The Catalan parties were motivated not by any great ideological animosity to Mr Sanchez’s spending programme. Their real objection is to the prime minister’s refusal to recognise their demands for self-determination. After decades simmering away in the background, the “Catalan question” – much like Britain’s relationship with the EU – is now an issue that has polarised Spanish society. It is also one in which ideas of sovereignty and national identity have driven wedges between communities that had previously managed to coexist.

The Catalan parties were motivated not by ideological animosity to Mr Sanchez's spending programme. Their objection is to his refusal to recognise their demands for self-determination.

The decision of the Catalan parties comes on the back of a historic trial that began last week in Madrid. Twelve of Catalonia’s political and civic leaders were arraigned before supreme court judges, accused of illegally organising the October 2017 referendum that resulted in the region’s declaration of independence.

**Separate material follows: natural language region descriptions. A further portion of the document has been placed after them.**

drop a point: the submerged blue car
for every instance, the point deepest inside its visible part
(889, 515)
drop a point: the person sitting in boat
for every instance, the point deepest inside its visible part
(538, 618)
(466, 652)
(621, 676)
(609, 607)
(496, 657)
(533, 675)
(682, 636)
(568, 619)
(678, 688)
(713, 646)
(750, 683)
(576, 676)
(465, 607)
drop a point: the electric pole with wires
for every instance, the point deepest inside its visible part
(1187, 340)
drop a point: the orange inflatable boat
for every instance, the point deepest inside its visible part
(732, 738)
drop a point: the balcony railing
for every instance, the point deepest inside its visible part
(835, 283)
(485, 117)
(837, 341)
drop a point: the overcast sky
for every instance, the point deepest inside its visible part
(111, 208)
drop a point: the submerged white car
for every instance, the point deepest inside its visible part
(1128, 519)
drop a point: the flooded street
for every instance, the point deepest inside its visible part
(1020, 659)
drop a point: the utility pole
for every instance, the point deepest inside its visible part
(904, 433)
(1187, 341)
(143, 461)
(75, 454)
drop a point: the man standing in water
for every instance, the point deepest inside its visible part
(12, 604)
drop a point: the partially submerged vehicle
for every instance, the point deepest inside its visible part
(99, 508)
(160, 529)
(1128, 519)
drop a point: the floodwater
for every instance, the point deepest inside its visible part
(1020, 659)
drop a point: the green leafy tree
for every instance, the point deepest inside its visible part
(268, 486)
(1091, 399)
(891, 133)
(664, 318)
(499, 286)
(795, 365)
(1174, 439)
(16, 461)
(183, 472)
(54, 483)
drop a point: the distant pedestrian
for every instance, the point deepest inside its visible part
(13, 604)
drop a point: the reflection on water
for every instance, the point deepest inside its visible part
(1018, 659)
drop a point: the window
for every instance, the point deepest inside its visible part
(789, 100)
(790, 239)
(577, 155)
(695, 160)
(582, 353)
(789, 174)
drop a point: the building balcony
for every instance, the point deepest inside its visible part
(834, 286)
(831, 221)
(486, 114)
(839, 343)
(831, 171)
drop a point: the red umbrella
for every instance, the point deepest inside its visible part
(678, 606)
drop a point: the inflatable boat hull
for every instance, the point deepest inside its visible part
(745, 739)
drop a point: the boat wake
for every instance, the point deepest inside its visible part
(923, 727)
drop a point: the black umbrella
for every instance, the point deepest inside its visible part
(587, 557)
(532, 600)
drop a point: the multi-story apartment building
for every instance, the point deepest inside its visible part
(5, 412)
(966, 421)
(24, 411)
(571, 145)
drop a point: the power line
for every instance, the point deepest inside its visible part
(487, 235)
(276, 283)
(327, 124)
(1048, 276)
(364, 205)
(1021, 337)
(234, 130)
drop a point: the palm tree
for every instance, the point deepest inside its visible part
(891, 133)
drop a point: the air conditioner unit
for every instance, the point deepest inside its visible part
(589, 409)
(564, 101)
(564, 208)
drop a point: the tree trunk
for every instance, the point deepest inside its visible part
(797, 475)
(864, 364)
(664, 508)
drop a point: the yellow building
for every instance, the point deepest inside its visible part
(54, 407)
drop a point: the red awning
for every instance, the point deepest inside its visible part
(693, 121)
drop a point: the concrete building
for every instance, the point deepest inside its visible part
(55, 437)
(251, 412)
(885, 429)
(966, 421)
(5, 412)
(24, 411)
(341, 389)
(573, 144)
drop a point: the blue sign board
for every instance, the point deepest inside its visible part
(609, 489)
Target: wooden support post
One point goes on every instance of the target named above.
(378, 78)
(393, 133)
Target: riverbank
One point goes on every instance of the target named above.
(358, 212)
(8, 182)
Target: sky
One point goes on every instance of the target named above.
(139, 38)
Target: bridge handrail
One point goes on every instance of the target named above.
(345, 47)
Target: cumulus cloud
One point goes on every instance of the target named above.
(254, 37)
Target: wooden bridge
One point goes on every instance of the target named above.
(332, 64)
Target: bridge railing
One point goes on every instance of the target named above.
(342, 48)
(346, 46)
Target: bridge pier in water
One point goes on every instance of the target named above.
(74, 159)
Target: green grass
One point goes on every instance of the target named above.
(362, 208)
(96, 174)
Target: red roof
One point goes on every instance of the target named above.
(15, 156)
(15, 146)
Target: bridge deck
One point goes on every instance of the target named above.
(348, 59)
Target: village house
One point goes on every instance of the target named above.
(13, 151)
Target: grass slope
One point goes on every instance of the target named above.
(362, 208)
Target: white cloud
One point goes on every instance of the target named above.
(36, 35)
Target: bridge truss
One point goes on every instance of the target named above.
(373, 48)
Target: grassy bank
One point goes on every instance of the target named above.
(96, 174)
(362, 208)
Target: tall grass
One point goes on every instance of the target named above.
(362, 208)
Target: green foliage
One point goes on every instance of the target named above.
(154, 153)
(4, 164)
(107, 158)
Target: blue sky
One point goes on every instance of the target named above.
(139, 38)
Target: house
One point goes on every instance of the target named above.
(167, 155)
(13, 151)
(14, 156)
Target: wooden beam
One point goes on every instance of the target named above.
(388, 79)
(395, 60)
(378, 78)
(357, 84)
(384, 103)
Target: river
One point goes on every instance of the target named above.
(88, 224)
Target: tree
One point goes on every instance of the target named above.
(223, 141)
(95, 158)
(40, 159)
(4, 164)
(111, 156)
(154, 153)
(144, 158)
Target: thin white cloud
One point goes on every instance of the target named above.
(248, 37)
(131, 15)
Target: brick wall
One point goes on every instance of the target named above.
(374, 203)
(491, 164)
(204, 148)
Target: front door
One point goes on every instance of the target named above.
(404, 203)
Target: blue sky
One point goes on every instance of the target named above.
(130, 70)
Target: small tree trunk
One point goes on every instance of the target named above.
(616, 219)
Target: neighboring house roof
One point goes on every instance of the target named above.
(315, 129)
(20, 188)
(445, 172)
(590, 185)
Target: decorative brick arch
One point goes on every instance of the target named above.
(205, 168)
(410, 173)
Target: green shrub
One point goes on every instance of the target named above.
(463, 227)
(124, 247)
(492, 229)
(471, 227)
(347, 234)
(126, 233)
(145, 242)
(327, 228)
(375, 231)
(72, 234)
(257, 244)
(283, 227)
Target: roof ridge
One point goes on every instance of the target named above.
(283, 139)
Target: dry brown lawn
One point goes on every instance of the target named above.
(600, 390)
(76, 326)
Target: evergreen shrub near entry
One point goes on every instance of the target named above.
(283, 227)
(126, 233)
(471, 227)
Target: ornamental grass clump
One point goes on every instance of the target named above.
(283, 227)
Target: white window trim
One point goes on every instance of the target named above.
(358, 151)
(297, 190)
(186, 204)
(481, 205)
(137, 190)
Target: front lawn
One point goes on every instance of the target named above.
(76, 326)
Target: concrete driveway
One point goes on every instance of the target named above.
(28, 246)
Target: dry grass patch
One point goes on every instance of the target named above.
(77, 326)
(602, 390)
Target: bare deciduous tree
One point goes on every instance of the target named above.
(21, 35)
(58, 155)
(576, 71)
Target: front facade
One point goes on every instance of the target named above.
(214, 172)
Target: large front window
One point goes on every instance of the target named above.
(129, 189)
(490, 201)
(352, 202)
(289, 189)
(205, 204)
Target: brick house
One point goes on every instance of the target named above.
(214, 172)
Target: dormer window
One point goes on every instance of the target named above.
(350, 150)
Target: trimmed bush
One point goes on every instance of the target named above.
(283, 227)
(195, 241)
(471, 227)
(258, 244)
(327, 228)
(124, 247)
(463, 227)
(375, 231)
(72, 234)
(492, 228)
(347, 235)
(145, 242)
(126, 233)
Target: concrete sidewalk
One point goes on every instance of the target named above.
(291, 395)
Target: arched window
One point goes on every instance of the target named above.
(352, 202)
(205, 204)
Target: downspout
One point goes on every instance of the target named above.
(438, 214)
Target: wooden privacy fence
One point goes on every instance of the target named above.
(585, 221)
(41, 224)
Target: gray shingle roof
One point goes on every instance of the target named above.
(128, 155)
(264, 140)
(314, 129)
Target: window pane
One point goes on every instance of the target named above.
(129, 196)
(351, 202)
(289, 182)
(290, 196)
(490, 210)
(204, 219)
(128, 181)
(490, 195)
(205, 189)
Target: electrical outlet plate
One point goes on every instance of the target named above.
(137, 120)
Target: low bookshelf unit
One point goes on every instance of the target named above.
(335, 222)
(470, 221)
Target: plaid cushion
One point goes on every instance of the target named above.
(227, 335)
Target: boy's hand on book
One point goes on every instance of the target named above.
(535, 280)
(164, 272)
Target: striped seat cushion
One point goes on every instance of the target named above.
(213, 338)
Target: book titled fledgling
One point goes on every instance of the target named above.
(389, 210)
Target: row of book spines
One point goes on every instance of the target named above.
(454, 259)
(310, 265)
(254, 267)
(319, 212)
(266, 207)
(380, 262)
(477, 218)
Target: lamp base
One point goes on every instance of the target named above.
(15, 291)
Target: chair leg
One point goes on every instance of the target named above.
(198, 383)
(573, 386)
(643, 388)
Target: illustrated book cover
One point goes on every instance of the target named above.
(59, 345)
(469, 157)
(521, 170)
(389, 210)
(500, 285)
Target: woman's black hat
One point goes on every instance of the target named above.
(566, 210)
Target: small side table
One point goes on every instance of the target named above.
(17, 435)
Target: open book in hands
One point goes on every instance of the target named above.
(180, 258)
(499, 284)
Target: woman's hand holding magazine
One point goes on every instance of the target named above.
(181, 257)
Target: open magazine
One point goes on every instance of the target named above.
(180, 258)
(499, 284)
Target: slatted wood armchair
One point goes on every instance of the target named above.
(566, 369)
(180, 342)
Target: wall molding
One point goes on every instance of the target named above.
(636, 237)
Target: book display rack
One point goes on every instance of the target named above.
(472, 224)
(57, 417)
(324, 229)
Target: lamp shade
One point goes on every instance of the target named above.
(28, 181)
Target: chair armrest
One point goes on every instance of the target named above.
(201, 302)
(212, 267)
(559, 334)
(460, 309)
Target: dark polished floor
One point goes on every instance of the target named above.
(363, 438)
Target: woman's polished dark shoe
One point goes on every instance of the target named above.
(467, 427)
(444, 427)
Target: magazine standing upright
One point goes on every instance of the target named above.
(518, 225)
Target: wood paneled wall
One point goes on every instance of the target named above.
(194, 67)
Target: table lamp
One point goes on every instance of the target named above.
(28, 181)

If found guilty, they could serve up to 25 years in jail. The irony is that, of the major party leaders, Mr Sanchez was probably the secessionists’ best hope for freedom, albeit of a more personal nature, given that he had previously refused to rule out pardoning the accused after the trial’s conclusion.

Spain is not a mature democracy, relatively speaking. It was only re-established in 1977, following the death of the fascist dictator General Franco. During that period of transition, there was much debate about what Spain really was. Some regions – Catalonia and the Basque Country in particular – sought independence, while others wished to remain part of a wider Spanish state. Eventually, a compromise was found between Balkanisation and absolute absorption. Spain was divided into 17 "autonomous communities", each with tax-raising and legislative powers, and their own parliaments, but answerable to Madrid. This all-things-to-everyone approach was given a persuasive slogan: "Cafe para todos" – coffee for everyone.

Unfortunately, it now appears that the pot is down to its dregs, and the patience of Spain’s citizens, on either side of the table, is running out.

Much could change before April’s elections, but polling suggests a result that is far from clear. Just like those of December 2015 and June 2016. On each of those occasions, the right-wing Partido Popular (PP) won the most seats, but failed to secure a majority, or form a workable coalition. The problem is that the deepening divisions Spain has experienced in the past five years have not been confined to the relationship between its regions – they also exist within its political structure.

In every one of the first 11 general election since the restoration of democracy, the two main parties – the PSOE and PP, or their closely linked predecessors – secured 280 or more of Spain's 350 congressional seats between them. Other parties were mostly restricted to single figures. Since 2015, however, that number has barely crept above 200, with newcomers, the left-wing Podemos and the centre-right Ciudadanos, having broken the two-party status quo. With the far-right Vox party now regularly securing 10 per cent of the vote in regional polls, Spain's next general election will be a five-way race, meaning that coalition horse-trading will be more likely than ever.

As with Brexit’s triumph of ideology over the practical realities of government, the toppling of Mr Sanchez’s budget privileged emotive issues of nation and identity over meaningful policies. Backed by Podemos, Mr Sanchez’s budget was meant to herald a bright new and inclusive future for Spain. If the Catalans had also lent it their support, it would have passed. Instead, the nation is headed towards yet another general election, in which old enmities will play out, little will change, and its people will remain trapped in a similar state of boredom and anxiety to their friends in the UK.